Lavoro nero in Trentino

Sono dati allarmanti, ma sui quali vale la pena avviare una riflessione che vada oltre il mero dato numerico quelli emersi dal bilancio delle attività ispettive della provincia di Trento pubblicato dalla stampa locale di oggi.
Su 1773 accertamenti 1210 (68,3%) sono state trovate irregolari per complessivi 11 milioni di contributi evasi. I lavoratori trovati a lavorare completamente in nero sono stati 779.( Un lavoratore in nero ogni due aziende).
Questi dati, non si discostano da quelli degli anni scorsi e questo dimostra che, come una metastasi, questo fenomeno anziché restringersi si va sempre più allargando dimostrando per l’ennesima volta che la riduzione dei diritti e la precarizzazione del lavoro non combatte il lavoro nero ma, spesso, lo alimenta.

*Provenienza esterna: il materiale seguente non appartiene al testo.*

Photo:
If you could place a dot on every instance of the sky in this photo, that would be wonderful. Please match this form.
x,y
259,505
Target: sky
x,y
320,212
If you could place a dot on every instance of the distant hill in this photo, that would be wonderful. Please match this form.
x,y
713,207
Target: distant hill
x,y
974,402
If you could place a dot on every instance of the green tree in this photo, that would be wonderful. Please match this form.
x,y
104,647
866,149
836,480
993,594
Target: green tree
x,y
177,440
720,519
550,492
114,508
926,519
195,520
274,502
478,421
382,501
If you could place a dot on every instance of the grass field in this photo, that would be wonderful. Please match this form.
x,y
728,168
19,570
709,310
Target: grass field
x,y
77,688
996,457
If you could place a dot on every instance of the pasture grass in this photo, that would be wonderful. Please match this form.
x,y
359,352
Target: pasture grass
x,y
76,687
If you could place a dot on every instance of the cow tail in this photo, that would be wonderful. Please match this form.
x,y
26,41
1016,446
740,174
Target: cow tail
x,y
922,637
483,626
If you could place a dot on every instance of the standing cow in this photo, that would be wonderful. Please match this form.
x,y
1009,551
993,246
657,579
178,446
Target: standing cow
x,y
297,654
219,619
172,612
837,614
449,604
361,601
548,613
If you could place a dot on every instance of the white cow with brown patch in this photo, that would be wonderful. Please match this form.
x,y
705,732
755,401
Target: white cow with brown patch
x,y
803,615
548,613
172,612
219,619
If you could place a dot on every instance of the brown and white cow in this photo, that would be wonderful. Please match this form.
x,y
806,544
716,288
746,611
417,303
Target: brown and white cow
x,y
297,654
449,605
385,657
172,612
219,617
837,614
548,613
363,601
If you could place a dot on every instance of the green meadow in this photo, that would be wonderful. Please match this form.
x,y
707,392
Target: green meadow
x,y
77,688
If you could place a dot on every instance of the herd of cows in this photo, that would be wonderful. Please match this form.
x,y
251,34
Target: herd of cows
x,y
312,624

Se ogni anno emerge la presenza di un così alto numero di lavoratori in nero, significa che qualcosa non funziona nel sistema delle imprese e che in molti comparti, la “concorrenza” si fonda sull’evasione contributiva, sul lavoro nero, precario e sottopagato.
Quello del lavoro nero e sottopagato è un fenomeno che non si spiega con la crisi attuale ma trova origini nella disarticolazione del mercato del lavoro nell’aumento della precarietà e con essa la ricattabilità del lavoratore.
Credo che ormai sia assodato che anche nel ricco Trentino, a farne le spese delle politiche della “deregulation” sono i lavoratori più deboli, quelli che sono costretti ad accettare lavori privi di copertura previdenziale, sottoposti al ricatto di datori di lavoro avidi e senza scrupoli.
Ormai il lavoro nero è una piaga oramai consolidata sul nostro territorio. Per combatterla si rende necessario intervenire sul versante della legge (abolizione legge 30) e sulla definizione di un reddito di cittadinanza dando così ai giovani strumenti in grado di contrastare il ricatto del lavoro nero. Parlo di un “reddito di cittadinanza” come reddito minimo, slegato dal lavoro, per dare ai giovani una scelta alternativa rispetto al ricatto, o lavoro nero o niente reddito. Reddito e diritti sono due condizioni indispensabili per avere piena cittadinanza
Sono convinto che avere la possibilità di accedere ad un reddito slegato dal lavoro permetterà ai quanti sono costretti al lavoro nero di ribellarsi senza mettere in discussione le loro minime condizioni di vita e quindi lottare per salvaguardare i diritti e le condizioni contrattuali di quanti nel territorio vivono e lavorano.
Ma aprire la discussione sul reddito di cittadinanza rischia di rimanere un’utopia se guardiamo le ultime scelte della giunta provinciale in materia di “progettone”. Troppo costoso per una giunta provinciale intenta a spendere miliardi di euro in operazioni speculative come nel caso Michelin e Italcementi, nella costruzione della base militare a Mattarello fino a Metroland e alla Tav del Brennero.
Quindi non è vero che siamo davanti ad una scarsità di risorse ma ad un uso politico delle risorse della nostra autonomia che, anziché essere utilizzate per il sociale, per la ricerca e nuove tecnologie vengono utilizzate per dare linfa ad un sistema di potere che ha già dimostrato il suo fallimento.
Il movimento che sabato scorso è sceso in massa a Roma ha posto con forza i temi del lavoro e del reddito che nessuno può far finta di non vedere.
Sono questioni fondamentali che riguardano non solo il futuro dei giovani, rubato da questo sistema economico liberista, m riguarda la democrazia, lo stato sociale e il futuro di tutti i cittadini.